Sintió deseos de responder que la creía, pero había algo en ella, en su actitud, que le dio miedo.

Ante su silencio, Bea se le acercó y él pensó durante unos instantes que iba a besarlo. Pero no lo hizo, por supuesto. Esa mujer era demasiado dura de roer y medio pueblo andaba por ahí.

—No sé si te vas a ir o no, pero, aunque ellos vuelvan a intentar manipularme, les costará mucho, muchísimo, convencerme de que no valgo para nada y que los necesito para seguir adelante, créeme.

Hans frunció el ceño y se apartó de golpe.

—¡Maldita sea! ¿De dónde diablos has sacado la idea de que voy a irme? ¿Cuántas veces tengo que decirte que no me voy? —gritó indignado, haciendo que varias cabezas se girasen hacia ellos.

Sintió que ella le clavaba las uñas en la mano, tal vez de modo inconsciente. Las pupilas se le habían agrandado y había abierto la boca como para decir algo, pero ni una sola palabra salía de sus labios. Aquello debió de durar unos segundos, pero entonces un chorro de palabras surgió de su boca y Hans las escuchó, incapaz de absorberlas todas, enrojeciendo por momentos.

—¿No te vas a ir? ¿Te ha dicho mi hijo que puedo estar embarazada? Porque a lo mejor es una falsa alarma. Y no tienes por qué quedarte por eso. Lo he hecho sola antes y puedo volver a hacerlo. Ya no soy una cría y sobreviviré, lo sé. No quería que esto fuera así, porque me gustas mucho y obligarte me sonaba a esas películas del oeste en que ellos se casan a punta de pistola y…

Hans le puso un dedo en los labios.

Bea siguió murmurando por lo bajo todavía, como si no comprendiera que aquello significara que tenía que callar al menos durante unos segundos. Así que la besó. Y aquello sí que funcionó.

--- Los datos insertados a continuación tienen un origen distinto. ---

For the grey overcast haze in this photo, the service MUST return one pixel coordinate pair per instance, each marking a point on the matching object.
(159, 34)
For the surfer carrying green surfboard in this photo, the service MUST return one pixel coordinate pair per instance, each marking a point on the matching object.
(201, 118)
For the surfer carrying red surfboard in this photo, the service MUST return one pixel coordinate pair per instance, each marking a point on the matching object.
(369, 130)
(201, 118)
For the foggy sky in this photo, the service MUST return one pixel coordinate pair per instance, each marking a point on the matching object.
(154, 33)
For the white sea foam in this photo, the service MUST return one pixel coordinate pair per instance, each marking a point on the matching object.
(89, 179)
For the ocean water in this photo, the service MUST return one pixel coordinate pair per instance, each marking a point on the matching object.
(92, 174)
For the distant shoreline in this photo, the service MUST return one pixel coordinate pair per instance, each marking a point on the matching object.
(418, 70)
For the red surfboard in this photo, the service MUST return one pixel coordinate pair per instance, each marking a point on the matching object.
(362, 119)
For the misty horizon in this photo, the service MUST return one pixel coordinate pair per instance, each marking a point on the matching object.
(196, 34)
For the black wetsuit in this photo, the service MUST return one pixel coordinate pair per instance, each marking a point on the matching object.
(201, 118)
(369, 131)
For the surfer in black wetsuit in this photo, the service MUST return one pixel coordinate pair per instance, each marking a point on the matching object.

—No hacía falta que me soltaras todo esto para decirme que quieres que me quede. Iba a hacerlo igual. Me gustan las vacas, me gusta tu hijo, me gusta este pueblo, me gusta hasta su estúpido alcalde, aunque lo negaré incluso bajo tortura si se lo dices. Por favor, si hasta he decidido escribir mi autobiografía ambientada en este horrible pueblo y pienso llamarla algo así como La increíble historia de amor de Hans Gandía y su Beatriz, aunque es un título provisional. Me gustas tú —añadió con otro pequeño beso—. Y me gustará nuestro hijo.

Bea parpadeó al ver su sonrisa de felicidad.

—¿En serio? —preguntó con tal expresión de sorpresa que Hans pensó que debería sentirse insultado.

La pregunta salió al fin, en un tono tan dubitativo y con una voz tan suave que él apenas la pudo escuchar.

—¿Sabes que tu madre vino otra vez a echarme de «su» casa? Por algún motivo ella también piensa que voy a dejarte después de aprovecharme de ti. ¿Por qué? Si todo el pueblo ve que estoy enamorado de ti, ¿por qué no lo ves tú?

Hans notó los dedos de Bea en sus labios. No supo si quería que se callase o si solo quería confirmar que era de verdad.

—¿Mi madre fue a verte?

—Y volvió a pillarme en pelotas. Ella sí que tiene un don para sacarme de mis casillas, en serio. Pero te juro que tendré paciencia con ella si un día tú y yo… bien, en fin… ¿Has escuchado que te quiero?

Bea parpadeó y se acercó para besarlo con torpeza.

Hans se dijo que podía tomarse aquello como una respuesta.